On the go: The UBS (UK) Pension and Life Assurance Scheme has extended its longevity swap with Zurich Assurance and Canada Life Assurance Company by £0.5bn.
This is the fund’s second transaction with Zurich and Canada Life, having already entered into a £1.4bn longevity swap with both parties in July 2020.
The longevity swap now covers roughly two-thirds of the pension scheme’s defined benefit liabilities, with around half of the new tranche of the swap relating to deferred members.

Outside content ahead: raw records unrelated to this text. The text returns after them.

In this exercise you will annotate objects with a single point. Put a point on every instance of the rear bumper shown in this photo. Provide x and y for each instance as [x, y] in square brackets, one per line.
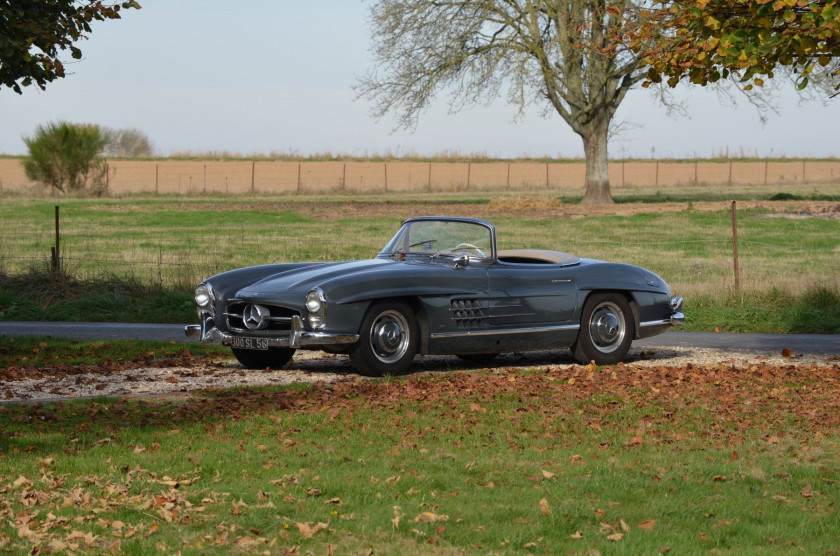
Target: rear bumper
[206, 332]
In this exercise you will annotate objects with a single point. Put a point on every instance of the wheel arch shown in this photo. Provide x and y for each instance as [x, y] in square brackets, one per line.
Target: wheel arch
[628, 295]
[420, 316]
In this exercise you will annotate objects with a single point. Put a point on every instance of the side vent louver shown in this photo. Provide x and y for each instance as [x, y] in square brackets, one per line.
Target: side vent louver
[467, 313]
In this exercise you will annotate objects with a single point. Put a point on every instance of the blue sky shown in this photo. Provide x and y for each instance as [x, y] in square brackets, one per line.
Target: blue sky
[277, 76]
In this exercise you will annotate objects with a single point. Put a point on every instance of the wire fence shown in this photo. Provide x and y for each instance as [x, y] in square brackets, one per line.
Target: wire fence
[279, 176]
[690, 255]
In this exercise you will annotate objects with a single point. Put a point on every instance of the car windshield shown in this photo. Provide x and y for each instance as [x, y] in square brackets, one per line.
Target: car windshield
[442, 237]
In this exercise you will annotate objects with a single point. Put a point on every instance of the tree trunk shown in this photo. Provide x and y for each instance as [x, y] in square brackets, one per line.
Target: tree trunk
[597, 170]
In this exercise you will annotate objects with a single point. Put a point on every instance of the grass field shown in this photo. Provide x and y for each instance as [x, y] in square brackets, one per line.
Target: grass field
[731, 458]
[739, 458]
[164, 244]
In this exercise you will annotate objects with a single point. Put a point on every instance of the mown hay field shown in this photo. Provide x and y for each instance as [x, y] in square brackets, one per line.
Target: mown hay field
[564, 177]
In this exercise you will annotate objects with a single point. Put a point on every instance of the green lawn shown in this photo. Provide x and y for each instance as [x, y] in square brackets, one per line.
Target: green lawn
[624, 460]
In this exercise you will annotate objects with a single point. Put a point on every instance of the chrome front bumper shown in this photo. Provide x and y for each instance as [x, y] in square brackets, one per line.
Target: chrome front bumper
[677, 319]
[297, 338]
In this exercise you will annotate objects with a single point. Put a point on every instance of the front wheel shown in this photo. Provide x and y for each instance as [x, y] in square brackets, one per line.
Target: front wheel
[606, 330]
[273, 358]
[388, 340]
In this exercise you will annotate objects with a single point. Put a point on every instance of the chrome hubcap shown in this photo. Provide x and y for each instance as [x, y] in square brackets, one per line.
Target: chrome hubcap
[607, 327]
[389, 336]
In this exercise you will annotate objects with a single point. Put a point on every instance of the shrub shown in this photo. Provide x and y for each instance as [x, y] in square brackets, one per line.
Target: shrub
[68, 157]
[127, 142]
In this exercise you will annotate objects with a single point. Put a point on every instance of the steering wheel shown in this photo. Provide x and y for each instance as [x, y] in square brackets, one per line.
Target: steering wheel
[468, 247]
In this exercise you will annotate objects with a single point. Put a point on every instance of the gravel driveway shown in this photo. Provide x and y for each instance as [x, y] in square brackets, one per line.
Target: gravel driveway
[308, 367]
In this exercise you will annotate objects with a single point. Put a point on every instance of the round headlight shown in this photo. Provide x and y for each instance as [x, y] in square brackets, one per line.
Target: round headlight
[203, 295]
[313, 301]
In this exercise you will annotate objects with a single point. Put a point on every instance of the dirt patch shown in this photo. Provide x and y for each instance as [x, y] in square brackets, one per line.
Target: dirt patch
[188, 374]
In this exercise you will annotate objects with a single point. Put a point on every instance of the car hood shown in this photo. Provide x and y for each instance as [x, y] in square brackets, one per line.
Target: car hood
[305, 278]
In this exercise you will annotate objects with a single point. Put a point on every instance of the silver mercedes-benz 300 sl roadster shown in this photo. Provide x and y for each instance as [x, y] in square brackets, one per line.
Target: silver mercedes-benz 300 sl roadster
[439, 286]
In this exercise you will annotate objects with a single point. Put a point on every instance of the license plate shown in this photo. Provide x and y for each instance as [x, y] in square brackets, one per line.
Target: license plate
[249, 343]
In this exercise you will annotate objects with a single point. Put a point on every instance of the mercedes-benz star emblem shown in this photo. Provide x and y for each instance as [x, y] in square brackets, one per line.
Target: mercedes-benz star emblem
[255, 316]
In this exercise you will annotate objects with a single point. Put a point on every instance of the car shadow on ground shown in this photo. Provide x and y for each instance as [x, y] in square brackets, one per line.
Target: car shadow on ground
[526, 360]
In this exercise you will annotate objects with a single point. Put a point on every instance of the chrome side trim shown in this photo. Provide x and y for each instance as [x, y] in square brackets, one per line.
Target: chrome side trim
[536, 330]
[662, 322]
[677, 319]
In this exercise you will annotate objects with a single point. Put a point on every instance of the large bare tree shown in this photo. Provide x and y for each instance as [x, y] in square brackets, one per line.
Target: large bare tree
[561, 54]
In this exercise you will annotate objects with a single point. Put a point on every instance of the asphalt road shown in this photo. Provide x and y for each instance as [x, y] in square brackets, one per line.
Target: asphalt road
[798, 343]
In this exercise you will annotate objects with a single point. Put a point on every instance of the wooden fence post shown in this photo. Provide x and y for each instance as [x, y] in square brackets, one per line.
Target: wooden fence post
[735, 247]
[56, 251]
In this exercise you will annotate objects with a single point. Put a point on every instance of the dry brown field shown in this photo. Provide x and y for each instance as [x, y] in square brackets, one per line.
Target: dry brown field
[267, 176]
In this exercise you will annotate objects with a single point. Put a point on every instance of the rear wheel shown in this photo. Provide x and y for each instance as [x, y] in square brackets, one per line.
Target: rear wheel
[606, 329]
[273, 358]
[388, 340]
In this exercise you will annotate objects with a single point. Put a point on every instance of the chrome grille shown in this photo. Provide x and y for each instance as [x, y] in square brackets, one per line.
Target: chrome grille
[279, 319]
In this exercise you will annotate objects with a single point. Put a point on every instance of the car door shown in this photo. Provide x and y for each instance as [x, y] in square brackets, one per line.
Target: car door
[534, 298]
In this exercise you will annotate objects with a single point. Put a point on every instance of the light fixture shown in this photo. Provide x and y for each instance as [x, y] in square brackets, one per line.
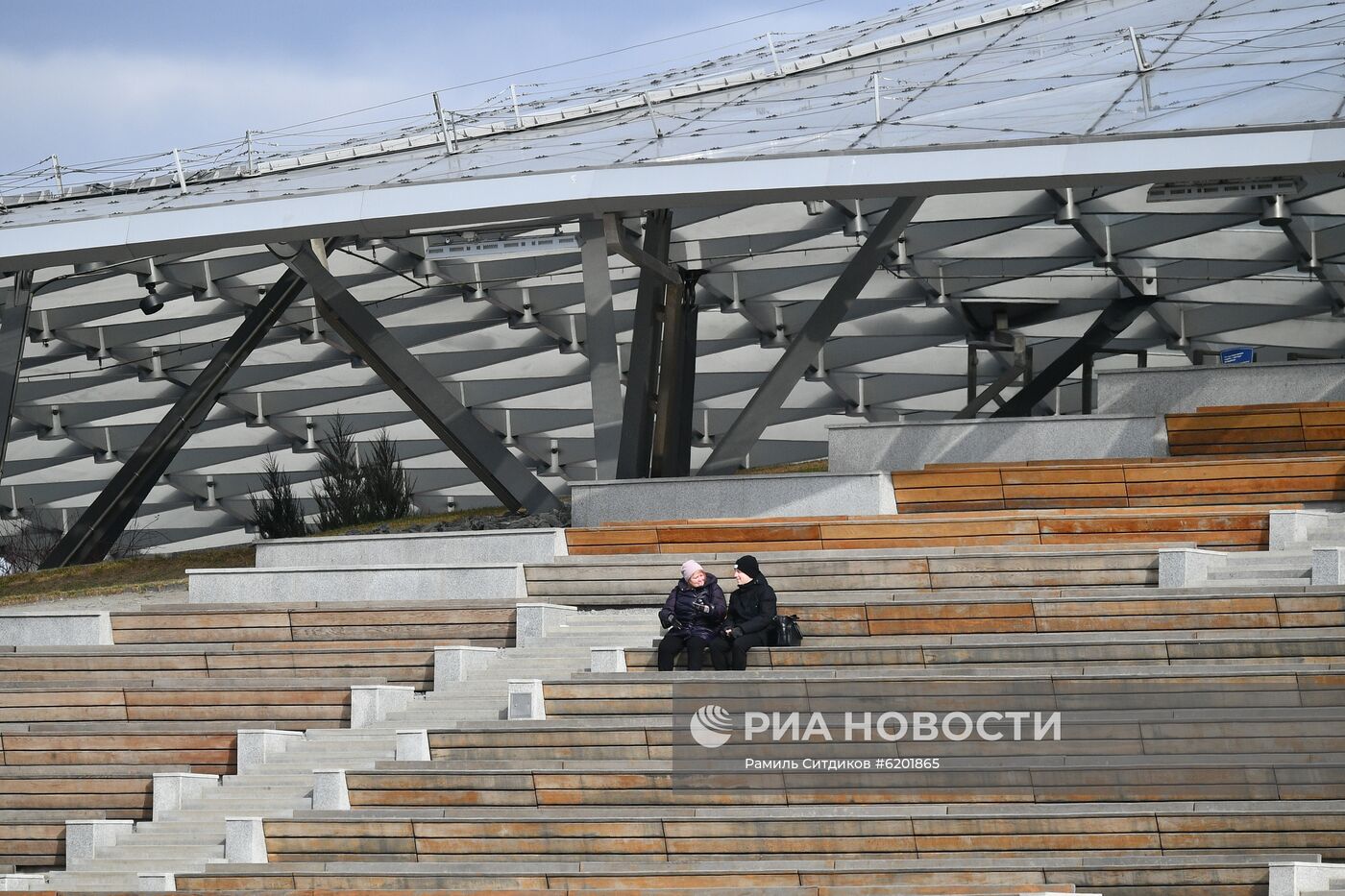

According to Mercer Investment Consulting, which acted as the lead commercial and investment adviser for the scheme, the swap was further adapted to cover the scheme’s DB deferred members over age 60, as well as unhedged DB current pensioners.
Richard Hardie, chair of the UBS (UK) Pension and Life Assurance Scheme trustee board, said: “This transaction is a significant milestone in our plan to reduce the uncertainties facing the DB section of our scheme as it approaches maturity.
“It adds considerably to the security of all DB members’ pensions. The longevity risk attaching to approximately two-thirds of the scheme’s DB liabilities has been removed.”
Allen & Overy acted as legal counsel to the trustee through the transaction. The trustee was also advised by FTI Consulting and Gowling WLG. Canada Life Reinsurance and Zurich took legal advice from Slaughter & May and Pinsent Masons, respectively.